Infostand in einer Fußgängerzone. Foto: Piratenpartei/CC
Infostand in einer Fußgängerzone. Foto: Piratenpartei/CC

Den Piraten fehlt die innere Kultur

Basisdemokratie. Mitbestimmung. Austausch. Liquid Feedback. Transparenz. Die Piratenpartei hat seit ihrer Gründung 2006 in der Tat ein paar Dinge auf den Kopf gestellt. Querdenken ist gut, heißt es doch „wer mit dem Strom schwimmt, wird die Quelle [des Erfolgs] nie erreichen.“ Faszinierend jedoch, es gibt genügend Organisationen und Unternehmen in dieser Republik, die wirklich überzeugende Ansätze und Produkte haben, zusätzlich über ein funktionierendes Marketing, eine motiviert arbeitende Basis und ambitionierte Führungspersönlichkeiten verfügen. Und doch: der langfristige Erfolg bleibt aus – wie auch bei der Piratenpartei.

Die Abfolge bei Unternehmen ist bekannt: Bei Misserfolg werden vom Management Analysen durchgeführt, aktuelle Management-Modelle werden frisch implementiert, Strukturen umgeworfen oder gar Mitarbeiter entlassen. Im Sinne der Quartalsberichte wird dann kurzfristig die nächste Analyse durchgeführt und ggf. festgestellt, dass die Veränderungen nicht die gewünschten Erfolge bringen. Das Spiel beginnt von Neuem! Es wird alles getan, man ist offen für Veränderungen. Woran kranken dann manche dieser Unternehmen und Organisationen? An der Flexibilität und dem Willen kann es nicht liegen.

So wie man nach Watzlawick „nicht nicht kommunizieren kann“ kann man auch nicht keine Kultur haben. Jedes Tun und Sein ist Kultur. Kultur per se. Deshalb: Jede Organisation lebt eine bestimmte Kultur. Und meist ist diese Kultur nicht geplant, sondern sie ist einfach so entstanden. Mit der Folge, dass sie nichts zum Erreichen des Unternehmens- oder Parteiziels beiträgt – und schlechtestenfalls sogar genau das Gegenteil bewirkt.

Die Piratenpartei ist dafür ein wunderbares Beispiel: Bei der Gründung wurde wahrscheinlich viel darüber nachgedacht, für was die Partei stehen soll, was erreicht werden soll, was angeprangert wird, was verteufelt und gegen wen und was sich die Partei in Stellung bringt.
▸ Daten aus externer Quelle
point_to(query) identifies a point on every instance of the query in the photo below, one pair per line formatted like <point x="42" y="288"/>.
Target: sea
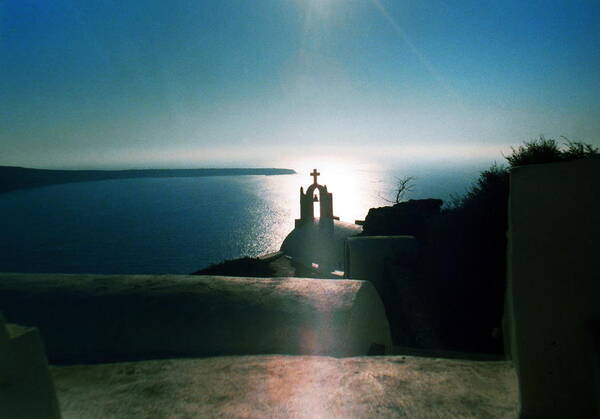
<point x="180" y="225"/>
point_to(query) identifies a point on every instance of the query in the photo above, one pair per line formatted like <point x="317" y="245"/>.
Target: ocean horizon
<point x="183" y="224"/>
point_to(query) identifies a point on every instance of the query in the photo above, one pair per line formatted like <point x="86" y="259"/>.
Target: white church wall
<point x="26" y="389"/>
<point x="553" y="287"/>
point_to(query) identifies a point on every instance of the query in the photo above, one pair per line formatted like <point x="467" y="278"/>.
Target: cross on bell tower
<point x="325" y="200"/>
<point x="314" y="174"/>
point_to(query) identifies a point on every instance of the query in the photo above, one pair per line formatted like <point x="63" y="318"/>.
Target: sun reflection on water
<point x="353" y="184"/>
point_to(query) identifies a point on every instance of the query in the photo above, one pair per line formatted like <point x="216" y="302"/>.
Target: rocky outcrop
<point x="406" y="218"/>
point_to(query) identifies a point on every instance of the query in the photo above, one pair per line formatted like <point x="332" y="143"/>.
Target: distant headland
<point x="13" y="178"/>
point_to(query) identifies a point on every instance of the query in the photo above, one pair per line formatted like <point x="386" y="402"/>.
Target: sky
<point x="182" y="83"/>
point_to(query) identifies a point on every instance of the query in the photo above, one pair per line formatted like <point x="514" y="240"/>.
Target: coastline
<point x="14" y="178"/>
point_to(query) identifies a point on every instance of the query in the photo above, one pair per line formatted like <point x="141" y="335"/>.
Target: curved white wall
<point x="99" y="318"/>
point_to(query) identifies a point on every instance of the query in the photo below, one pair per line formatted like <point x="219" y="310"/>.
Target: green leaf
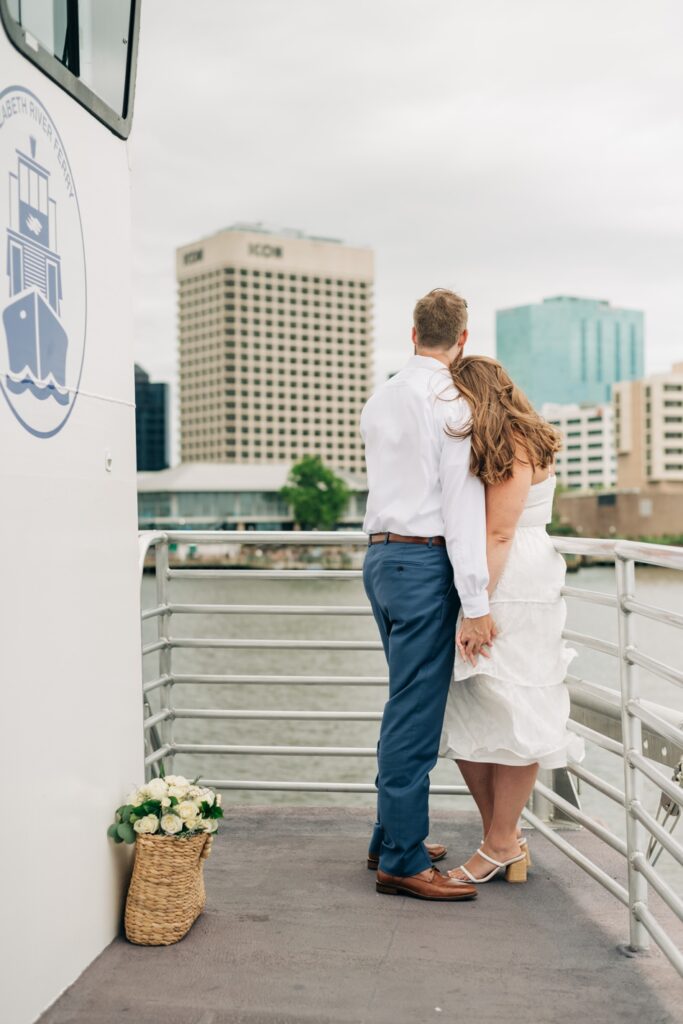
<point x="126" y="833"/>
<point x="317" y="498"/>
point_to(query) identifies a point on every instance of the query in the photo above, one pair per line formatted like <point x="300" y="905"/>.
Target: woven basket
<point x="166" y="893"/>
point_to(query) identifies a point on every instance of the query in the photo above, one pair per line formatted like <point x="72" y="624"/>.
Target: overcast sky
<point x="511" y="150"/>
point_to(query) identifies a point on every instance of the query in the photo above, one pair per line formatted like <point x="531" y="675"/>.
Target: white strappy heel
<point x="523" y="842"/>
<point x="515" y="868"/>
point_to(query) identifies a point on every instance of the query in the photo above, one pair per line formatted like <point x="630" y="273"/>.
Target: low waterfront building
<point x="215" y="496"/>
<point x="648" y="418"/>
<point x="567" y="349"/>
<point x="152" y="422"/>
<point x="588" y="461"/>
<point x="636" y="514"/>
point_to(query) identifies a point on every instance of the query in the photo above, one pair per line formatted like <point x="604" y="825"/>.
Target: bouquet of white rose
<point x="167" y="806"/>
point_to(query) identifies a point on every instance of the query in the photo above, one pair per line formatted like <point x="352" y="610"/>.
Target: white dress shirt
<point x="419" y="477"/>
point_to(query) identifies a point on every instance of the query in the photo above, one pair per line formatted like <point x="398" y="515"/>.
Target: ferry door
<point x="70" y="634"/>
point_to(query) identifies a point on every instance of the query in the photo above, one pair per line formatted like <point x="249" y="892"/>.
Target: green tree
<point x="316" y="497"/>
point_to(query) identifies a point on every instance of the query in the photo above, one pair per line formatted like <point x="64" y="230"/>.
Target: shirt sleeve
<point x="464" y="512"/>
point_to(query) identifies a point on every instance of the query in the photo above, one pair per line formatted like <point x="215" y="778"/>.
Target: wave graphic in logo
<point x="43" y="311"/>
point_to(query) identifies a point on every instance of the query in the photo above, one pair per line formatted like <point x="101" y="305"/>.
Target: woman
<point x="506" y="714"/>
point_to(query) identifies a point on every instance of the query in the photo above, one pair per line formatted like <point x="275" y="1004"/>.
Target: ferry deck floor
<point x="294" y="933"/>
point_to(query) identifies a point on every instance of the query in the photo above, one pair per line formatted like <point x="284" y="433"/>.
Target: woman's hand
<point x="474" y="637"/>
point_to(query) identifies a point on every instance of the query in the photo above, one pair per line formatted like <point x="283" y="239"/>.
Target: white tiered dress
<point x="513" y="708"/>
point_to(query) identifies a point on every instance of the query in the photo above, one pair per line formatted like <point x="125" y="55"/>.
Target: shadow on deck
<point x="294" y="933"/>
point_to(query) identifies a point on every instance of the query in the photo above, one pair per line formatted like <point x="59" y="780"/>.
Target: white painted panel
<point x="70" y="667"/>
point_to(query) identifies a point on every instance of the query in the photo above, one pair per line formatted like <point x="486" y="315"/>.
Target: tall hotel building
<point x="275" y="347"/>
<point x="570" y="351"/>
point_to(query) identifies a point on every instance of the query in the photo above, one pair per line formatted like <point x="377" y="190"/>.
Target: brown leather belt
<point x="398" y="539"/>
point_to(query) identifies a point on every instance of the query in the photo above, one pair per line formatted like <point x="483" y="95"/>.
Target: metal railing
<point x="644" y="735"/>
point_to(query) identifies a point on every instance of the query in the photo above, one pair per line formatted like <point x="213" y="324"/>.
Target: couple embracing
<point x="465" y="586"/>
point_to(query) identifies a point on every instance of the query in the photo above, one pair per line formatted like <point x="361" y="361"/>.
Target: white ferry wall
<point x="70" y="616"/>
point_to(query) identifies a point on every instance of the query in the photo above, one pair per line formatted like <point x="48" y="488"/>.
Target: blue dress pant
<point x="415" y="603"/>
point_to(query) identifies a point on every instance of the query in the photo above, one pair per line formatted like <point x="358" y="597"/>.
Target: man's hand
<point x="474" y="636"/>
Betrachtet man die ersten Wahlergebnisse, dann kann wohl festgestellt werden, dass die Inhalte ankamen. Ziel erreicht.

Doch nach dem Erfolg kommt die Realität. Das wahre Zusammenarbeiten. Daily Business – die Periode der inneren Zerfleischung. Die Onlinegemeinde der Piraten versuchte von der Basis aus die Kultur der Organisation zu bestimmen. „Basisdemokratisch“ wird dieser Prozess intern genannt. Chaos ist die wohl bessere Bezeichnung. Die Folgen dieser Vorgehensweise sind allen bekannt: Die Umfragewerte sind im Keller angekommen. Die Partei (welche Partei?) wird unter ferner liefen aufgeführt und die Anhänger und sämtliches noch vorhandenes fähiges Führungspersonal verlassen das sinkende Schiff.

Welche (Unternehmens-)Kultur ist notwendig, damit ein Unternehmen wie die Piratenpartei – und nicht nur diese – erfolgreich funktionieren kann? Eines ist sicher: Neben Visionen und Zielen, Werten und Leitlinien, gefragten Produkten und Inhalten ist es notwendig, dezidiert Verhaltensnormen zu definieren, diese vorzuleben und einzufordern. Und diese Unternehmens- bzw. Organisationsvorgabe kann und darf nicht durch die Basis bestimmt werden. Die Definition obliegt der Führung. Die Basis kann helfen, die Verhaltensnormen zu verbessern, zu verfeinern – doch sie bestimmt sie nicht!

Für den Fall der Piratenpartei empfiehlt sich: Erst eine Satzung vorlegen, wie die Organisation und deren Mitglieder miteinander umgehen (sollen), und sobald diese verabschiedet ist, festgezurrt und als Basis des Miteinanders akzeptiert ist, dann kann die Arbeit an der Umsetzung der Inhalte beginnen. Und erst dann! Wichtig dabei – es müssen auch Konsequenzen bestimmt werden, wenn Verhaltensnormen eben nicht eingehalten werden. Und die gelten auch für die Führungsriege – oder vielleicht gerade für diese an erster Stelle.